Based on the compact and power-efficient Bobcat core, the lower-end Fusion APU was initially aimed at netbooks. Obviously, when small size and power are the key, performance may be sacrificed. Full-size notebooks are to get another variant of the core — larger, more expensive and offering much better performance. Then a desktop APU should follow as well.
However, Bobcat turned out to be faster that expected, outperforming Atom D525, the direct rival, in purely computational tasks. At that, as our today's review will tell, its graphics part is on a par with AMD's last-year desktop graphics solutions. Atom can only compete on these terms when coupled with an external GPU on the ION platform. So, if they make nettops based on ION, AMD E-350 should do at least as good. This is further confirmed by motherboard makers' support for the new platform. Today, we'll take a look at the MSI E350IA-E45 board made in the Mini-ITX form-factor, the most reasonable, given the purpose.
Like any other Mini-ITX board, the layout of E350IA-E45 is dense enough, but it's single-sided, whereas many counterparts have elements on both sides of the PCB.
The only PCI Express x16 slot offers four PCIe 2.0 lanes. This should be enough for an external graphics card, given that no one would want to install a top-end solution into such a machine.
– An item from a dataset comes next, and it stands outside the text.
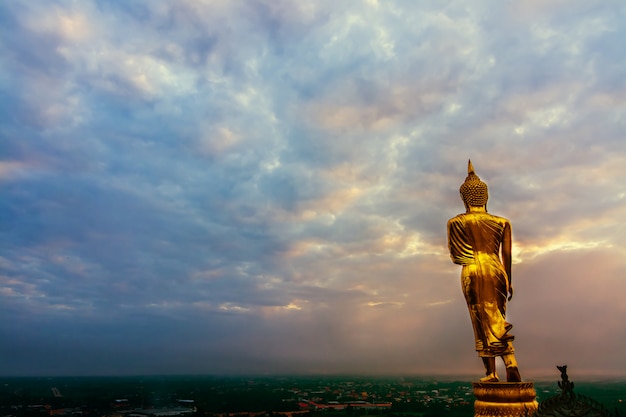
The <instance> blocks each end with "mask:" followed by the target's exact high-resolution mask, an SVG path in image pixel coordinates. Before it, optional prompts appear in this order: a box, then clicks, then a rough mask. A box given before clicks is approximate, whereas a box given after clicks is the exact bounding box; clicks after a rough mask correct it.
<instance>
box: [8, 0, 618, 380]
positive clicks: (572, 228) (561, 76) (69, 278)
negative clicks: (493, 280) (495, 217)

The cooler does its job well, but the fan is rather noisy, like most of those 40-mm ones. Well, it would be logical to use the entire heatsink surface for a low-profile 60-mm fan or so. The engineers tried to make the board as compact as possible, and the highest part is the back panel. But that doesn't mean someone would want to put it next to an enclosure wall (or at least it would require providing an air gate right opposite the fan). Half a meter away from the motherboard — in an open enclosure — the noise is 35 dBA at the maximum fan speed. It only drops below 30 dBA at 50-75% of that speed. Perhaps, the BIOS hasn't been polished enough yet, but to make sure that fan slows down at least when the system is idle, you'll have to set the upper threshold of processor temperature (70°C). The heatsink stays cool under these conditions.
Of all legacy interfaces, E350IA-E45 only has a COM port on a separate bracket. This is justified, because motherboards like this one are also used in kiosks and industrial automation where the serial interface is still very popular.
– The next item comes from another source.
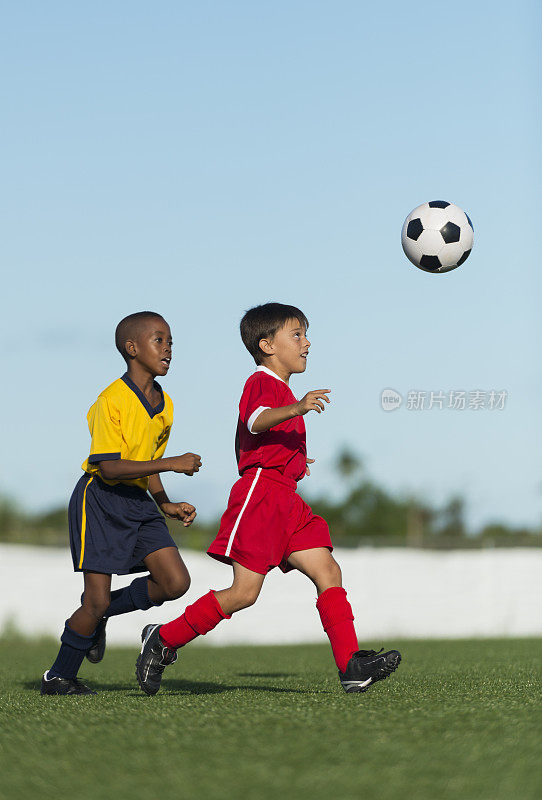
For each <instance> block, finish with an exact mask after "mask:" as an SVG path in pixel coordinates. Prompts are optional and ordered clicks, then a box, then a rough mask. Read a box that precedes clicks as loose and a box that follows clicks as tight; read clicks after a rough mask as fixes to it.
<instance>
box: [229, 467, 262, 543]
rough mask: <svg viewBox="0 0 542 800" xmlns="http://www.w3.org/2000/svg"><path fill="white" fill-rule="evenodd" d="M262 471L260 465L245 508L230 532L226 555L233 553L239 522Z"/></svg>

The back panel offers as many as eight USB ports, two of which are USB 3.0. All of those support the USB Safeguard technology that should protect from static electricity and plugging in defective devices. Audio interfaces include the standard six and optical and coaxial. Video interfaces include VGA and HDMI 1.3. Video can be output through both in the extended desktop mode.
The CPU VRM has 3 phases and features Low RDS(on) MOSFETs. There are 4x820µF and 2x270µF solid capacitors. This is enough for processors with the TDP of 18W or less.
The humble bundle includes a SATA cable, a back-panel faceplate, a user's manual and a quick start guide.
Like most MSI motherboards, E350IA-E45 supports Winki, a Linux distribution you can load instead of the primary OS to browse the Internet, read mail, send instant messages, or browse photos. It doesn't boot up much faster than Windows 7 does, mind you — in about 20-30 seconds.